TREATMENT CHOICES FOR ACHALASIA

There is no cure or definitive treatment for achalasia. Since the primary problem is poor empying of the esophagus, available treatments reduce symptoms by improving emptying by opening up the spastic lower esophageal sphincter either mechanically/physically (pneumatic balloon dilation and surgery) or chemically/medically (Botox). Most studies have shown essentially equal effectiveness of pneumatic dilation and surgery in at least 75% of patients. Botox provides temporary relief.

Balloon dilatation (pneumatic balloon dilatation)
Balloon dilatation mechanically/physically stretches out the spastic lower esophageal sphincter muscles to then improve emptying from the esophagus. It is performed during endoscopy, while sedated and also using fluoroscopic (X‐ray) guidance to visualize and monitor the treatment. A balloon (3cm or larger) is positioned within the LES and inflated to fracture/open up the sphincter. After the patients wakes up, an X‐ray of the esophagus is performed to assess and assure there are no leaks or tears.

The most significant complication of balloon dilatation is creation of a hole (perforation) in the wall of the esophagus; this complication occurs in about 2 to 6 percent of people undergoing the procedure, and it is most likely to occur during the first dilatation session. Symptoms of persistent or worsening pain in the hours after the procedure may indicate a perforation. The development of gastroesophageal reflux disease (GERD) can occur after dilation because the LES is the principal barrier which prevents the reflux of stomach contents into the esophagus, its disruption can lead to acid reflux. GERD occurs in about 2 percent of people after balloon dilatation, but is usually easily controlled with acidreducing medications.

Surgery (myotomy)
Myotomy can be used to directly cut the muscle fibers of the LES. The surgical technique used most often is called the Heller myotomy and is usually done laparoscopically through a tiny incisions through which surgery is performed using a thin lighted tubes inserted internally.

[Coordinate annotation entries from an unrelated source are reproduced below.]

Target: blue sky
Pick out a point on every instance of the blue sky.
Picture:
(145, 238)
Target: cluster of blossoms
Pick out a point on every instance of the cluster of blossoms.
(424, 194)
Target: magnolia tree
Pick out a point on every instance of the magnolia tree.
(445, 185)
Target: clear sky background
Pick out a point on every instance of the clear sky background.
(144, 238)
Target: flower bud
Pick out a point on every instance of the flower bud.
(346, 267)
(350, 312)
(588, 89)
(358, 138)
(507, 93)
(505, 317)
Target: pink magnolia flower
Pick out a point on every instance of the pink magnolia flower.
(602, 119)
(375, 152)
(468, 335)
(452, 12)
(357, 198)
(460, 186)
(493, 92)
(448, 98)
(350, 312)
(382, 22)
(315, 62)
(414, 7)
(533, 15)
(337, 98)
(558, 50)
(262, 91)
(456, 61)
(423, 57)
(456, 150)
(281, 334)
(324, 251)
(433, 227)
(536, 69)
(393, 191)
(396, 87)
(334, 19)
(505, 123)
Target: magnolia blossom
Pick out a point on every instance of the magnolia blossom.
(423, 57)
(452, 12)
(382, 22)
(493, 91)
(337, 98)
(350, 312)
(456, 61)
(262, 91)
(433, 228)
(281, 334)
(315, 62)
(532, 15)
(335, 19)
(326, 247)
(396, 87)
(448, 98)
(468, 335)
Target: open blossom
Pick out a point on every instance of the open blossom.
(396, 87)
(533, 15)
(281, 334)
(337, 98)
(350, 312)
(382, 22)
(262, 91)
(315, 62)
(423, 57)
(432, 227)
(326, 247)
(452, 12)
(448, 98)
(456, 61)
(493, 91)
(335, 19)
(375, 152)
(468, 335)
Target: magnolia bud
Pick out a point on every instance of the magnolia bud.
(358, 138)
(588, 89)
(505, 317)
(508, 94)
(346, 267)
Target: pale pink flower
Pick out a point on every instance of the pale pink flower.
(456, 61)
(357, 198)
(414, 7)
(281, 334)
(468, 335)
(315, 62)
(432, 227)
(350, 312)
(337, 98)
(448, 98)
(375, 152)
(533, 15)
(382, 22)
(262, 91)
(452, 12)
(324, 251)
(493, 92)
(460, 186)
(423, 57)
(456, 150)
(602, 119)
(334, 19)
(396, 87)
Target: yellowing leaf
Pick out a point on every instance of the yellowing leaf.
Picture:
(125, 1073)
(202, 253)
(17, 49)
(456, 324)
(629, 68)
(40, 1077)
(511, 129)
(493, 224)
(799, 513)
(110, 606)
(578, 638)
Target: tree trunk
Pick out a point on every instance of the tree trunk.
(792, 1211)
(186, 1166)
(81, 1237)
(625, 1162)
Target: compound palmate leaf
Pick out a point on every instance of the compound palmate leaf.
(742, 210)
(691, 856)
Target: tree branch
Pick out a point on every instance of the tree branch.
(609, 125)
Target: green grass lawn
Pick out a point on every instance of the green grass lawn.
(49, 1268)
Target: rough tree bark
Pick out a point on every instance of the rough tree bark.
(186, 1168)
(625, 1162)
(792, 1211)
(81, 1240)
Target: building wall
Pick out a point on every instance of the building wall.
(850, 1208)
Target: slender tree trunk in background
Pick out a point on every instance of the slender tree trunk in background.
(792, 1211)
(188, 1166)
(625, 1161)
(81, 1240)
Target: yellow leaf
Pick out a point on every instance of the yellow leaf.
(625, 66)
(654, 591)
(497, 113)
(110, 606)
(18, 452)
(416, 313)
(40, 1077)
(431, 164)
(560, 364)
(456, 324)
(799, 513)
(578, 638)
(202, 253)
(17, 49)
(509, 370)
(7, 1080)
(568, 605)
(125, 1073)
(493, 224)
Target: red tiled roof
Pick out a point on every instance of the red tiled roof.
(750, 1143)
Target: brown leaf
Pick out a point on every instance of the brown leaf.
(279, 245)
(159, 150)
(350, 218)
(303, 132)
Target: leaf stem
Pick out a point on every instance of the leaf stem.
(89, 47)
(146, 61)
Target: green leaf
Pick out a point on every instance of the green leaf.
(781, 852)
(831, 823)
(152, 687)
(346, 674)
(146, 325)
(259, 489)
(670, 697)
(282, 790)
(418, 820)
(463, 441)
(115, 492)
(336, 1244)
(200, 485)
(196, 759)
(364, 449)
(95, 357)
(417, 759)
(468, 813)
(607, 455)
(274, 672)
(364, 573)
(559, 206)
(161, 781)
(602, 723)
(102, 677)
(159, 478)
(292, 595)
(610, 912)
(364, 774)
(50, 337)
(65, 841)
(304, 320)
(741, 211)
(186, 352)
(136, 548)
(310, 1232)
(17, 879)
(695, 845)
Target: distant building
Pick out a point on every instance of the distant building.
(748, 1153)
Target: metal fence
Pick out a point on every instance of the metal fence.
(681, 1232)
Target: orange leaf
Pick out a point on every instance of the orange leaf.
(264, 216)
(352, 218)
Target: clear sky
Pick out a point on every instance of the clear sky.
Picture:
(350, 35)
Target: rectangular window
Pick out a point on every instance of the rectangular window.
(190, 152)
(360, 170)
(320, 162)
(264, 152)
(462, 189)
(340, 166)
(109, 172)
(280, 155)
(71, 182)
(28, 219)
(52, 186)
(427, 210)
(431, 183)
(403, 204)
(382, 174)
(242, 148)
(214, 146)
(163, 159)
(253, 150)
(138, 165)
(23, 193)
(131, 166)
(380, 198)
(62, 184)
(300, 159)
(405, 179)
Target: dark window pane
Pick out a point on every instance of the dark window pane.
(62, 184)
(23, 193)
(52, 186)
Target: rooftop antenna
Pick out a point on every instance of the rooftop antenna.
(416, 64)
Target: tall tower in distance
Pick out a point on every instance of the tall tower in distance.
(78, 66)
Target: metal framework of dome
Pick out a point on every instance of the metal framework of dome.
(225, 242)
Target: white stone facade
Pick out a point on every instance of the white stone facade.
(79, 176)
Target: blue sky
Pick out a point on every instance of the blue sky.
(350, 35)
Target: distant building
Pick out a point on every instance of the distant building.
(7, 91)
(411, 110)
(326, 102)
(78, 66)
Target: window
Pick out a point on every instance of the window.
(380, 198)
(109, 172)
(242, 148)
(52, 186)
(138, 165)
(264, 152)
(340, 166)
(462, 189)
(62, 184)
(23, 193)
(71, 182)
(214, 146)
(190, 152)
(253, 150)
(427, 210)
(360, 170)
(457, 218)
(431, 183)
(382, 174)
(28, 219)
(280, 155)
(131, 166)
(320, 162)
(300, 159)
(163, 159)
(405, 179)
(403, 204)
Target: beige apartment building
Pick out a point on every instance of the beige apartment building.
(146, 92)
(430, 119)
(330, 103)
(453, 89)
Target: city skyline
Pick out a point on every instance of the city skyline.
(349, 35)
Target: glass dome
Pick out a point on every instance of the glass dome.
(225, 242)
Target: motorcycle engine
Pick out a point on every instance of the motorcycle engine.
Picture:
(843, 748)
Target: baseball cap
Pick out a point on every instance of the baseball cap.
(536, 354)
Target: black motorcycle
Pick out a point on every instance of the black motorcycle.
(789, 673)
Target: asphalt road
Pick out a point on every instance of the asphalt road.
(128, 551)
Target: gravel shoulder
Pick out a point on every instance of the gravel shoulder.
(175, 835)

Like balloon dilatation, there is a risk of reflux following myotomy. Surgeons generally perform a fundoplication (wrapping a portion of the stomach around the esophagus to prevent regurgitation of stomach contents) at the time of surgery; however this does not always prevent reflux. Patients should be regularly monitored for this complication, and may require acid suppressing medications.

Botulinum toxin (Botox) injection

Botulinum toxin temporarily paralyzes the nerve cells that signal the LES to contract thereby relaxing the spastic muscles and helping to relieve the obstruction. The injection procedure is performed during routine endoscopy, while patients are sedated. The botulinum toxin is injected directly into the LES.

A single botulinum toxin injection session relieves symptoms in 65 to 90 percent of people in the short term (three months to approximately one year). Since the effect of Botox wears off over time, additional periodic injections will be needed to control symptoms. This treatment may or may not halt progressive esophageal damage and dilation of it.